You script create an array of arrays with thresholds from 10 to 100 as an index as defined by the variable "repentance" (that doesn't mean you think it means, you mean "repetition", unless you're really sorry about writing of this script). One of the values ​​for each element if your array array is boolean "false".

This boolean is evaluated in a loop inside the document.scroll function. If false, the page is viewed and the variable is set to true. What happens in this bit:

if (($(window).scrollTop() + $(window).height() >=      $(document).height() 
* _scrollMatrix[iz][0] / 100)  && (_scrollMatrix[iz][1]== 'false')) {
            _scrollMatrix[iz][1] = 'true';

      

This means that the next time around the boolean value for _scrollMatrix[iz][1]

will be "true" and the if branch will no longer be executed.

If you want to run the Google Analytics code, regardless of whether you can remove the boolean and the part where it was evaluated. So your script will look like this:

<script language="javascript"> 

// Predefined variable 
Frequency = 10;    

//Tracking and Sending
_frequency = Frequency; 
_repentance = 100 / Frequency; 
var _scrollMatrix = new Array(); 
for (ix = 0; ix < _repentance; ix++) {
    _scrollMatrix[ix] = [_frequency];
    _frequency = Frequency + _frequency; 
} 
$(document).scroll(function (e) {
    for (iz = 0; iz < _scrollMatrix.length; iz++) {
        if (($(window).scrollTop() + $(window).height() >=      $(document).height() * _scrollMatrix[iz][0] / 100)  ) {
            ga('send', 'pageview', _scrollMatrix[iz][0]+'%' );
        }
    }
 });

</script>

      



While you are saying that the tracking script is, I must point out that the resulting GA code is actually wrong. Your tracking requests are as follows:

ga("send", "pageview", "10%")
ga("send", "pageview", "20%")
...

      

You can't just put a bare percentage as an argument to this function and hope it gets written somewhere ( Edit ), my bad one. Of course the third parameter works like a virtual pagename, so the bit is fine if you want the percentage to be like the pagename).

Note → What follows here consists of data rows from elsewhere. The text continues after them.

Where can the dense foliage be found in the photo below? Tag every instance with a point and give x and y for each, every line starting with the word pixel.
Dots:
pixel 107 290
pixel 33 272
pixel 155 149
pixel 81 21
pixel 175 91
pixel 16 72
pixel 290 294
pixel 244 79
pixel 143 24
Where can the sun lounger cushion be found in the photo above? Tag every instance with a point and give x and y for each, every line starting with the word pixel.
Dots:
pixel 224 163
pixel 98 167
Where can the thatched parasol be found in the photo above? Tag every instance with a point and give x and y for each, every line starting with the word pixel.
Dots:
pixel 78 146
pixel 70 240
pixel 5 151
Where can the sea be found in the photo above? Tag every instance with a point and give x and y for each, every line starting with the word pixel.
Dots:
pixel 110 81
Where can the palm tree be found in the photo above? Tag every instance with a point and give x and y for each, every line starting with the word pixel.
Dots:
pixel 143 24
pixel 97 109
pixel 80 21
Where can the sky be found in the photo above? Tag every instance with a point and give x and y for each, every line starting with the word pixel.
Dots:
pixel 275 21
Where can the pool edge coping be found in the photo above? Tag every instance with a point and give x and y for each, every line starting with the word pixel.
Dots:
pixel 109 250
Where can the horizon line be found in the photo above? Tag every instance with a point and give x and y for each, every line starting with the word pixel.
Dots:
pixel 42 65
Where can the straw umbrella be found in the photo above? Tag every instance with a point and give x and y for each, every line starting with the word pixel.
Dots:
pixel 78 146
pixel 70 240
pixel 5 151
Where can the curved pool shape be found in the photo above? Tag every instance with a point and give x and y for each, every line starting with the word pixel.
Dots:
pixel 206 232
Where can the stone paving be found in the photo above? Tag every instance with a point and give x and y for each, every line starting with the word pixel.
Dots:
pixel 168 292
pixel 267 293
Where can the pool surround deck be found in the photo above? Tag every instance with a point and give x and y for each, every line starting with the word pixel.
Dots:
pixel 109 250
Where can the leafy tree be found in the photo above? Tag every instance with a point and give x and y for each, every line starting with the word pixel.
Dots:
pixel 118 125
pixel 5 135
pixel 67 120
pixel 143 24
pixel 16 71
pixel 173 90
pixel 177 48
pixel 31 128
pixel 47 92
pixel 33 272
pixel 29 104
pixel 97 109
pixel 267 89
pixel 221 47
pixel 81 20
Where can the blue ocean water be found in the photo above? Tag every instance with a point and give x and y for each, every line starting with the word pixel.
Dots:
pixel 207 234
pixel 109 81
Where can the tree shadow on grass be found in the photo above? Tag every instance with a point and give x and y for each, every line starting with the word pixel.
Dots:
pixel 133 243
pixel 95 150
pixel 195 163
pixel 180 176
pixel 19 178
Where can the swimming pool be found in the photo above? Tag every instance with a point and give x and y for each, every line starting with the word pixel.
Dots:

Since your script loops on each scroll event, it actually sends dozens of ga calls, and the percentages calculated are not relative to the user's actual scroll position (it just sends all values ​​from 10-100% for each scroll event). Plus the loop on every scroll event makes it terribly expensive in terms of browser resources. And of course you have views per second quota and views per session, and your script will hit those quotas quickly.

I would frankly recommend dropping your script and using one of the existing tested solutions. The jQuery scrollDepth plugin is pretty nice and you should be able to adapt it to your needs (easier than rewriting your own).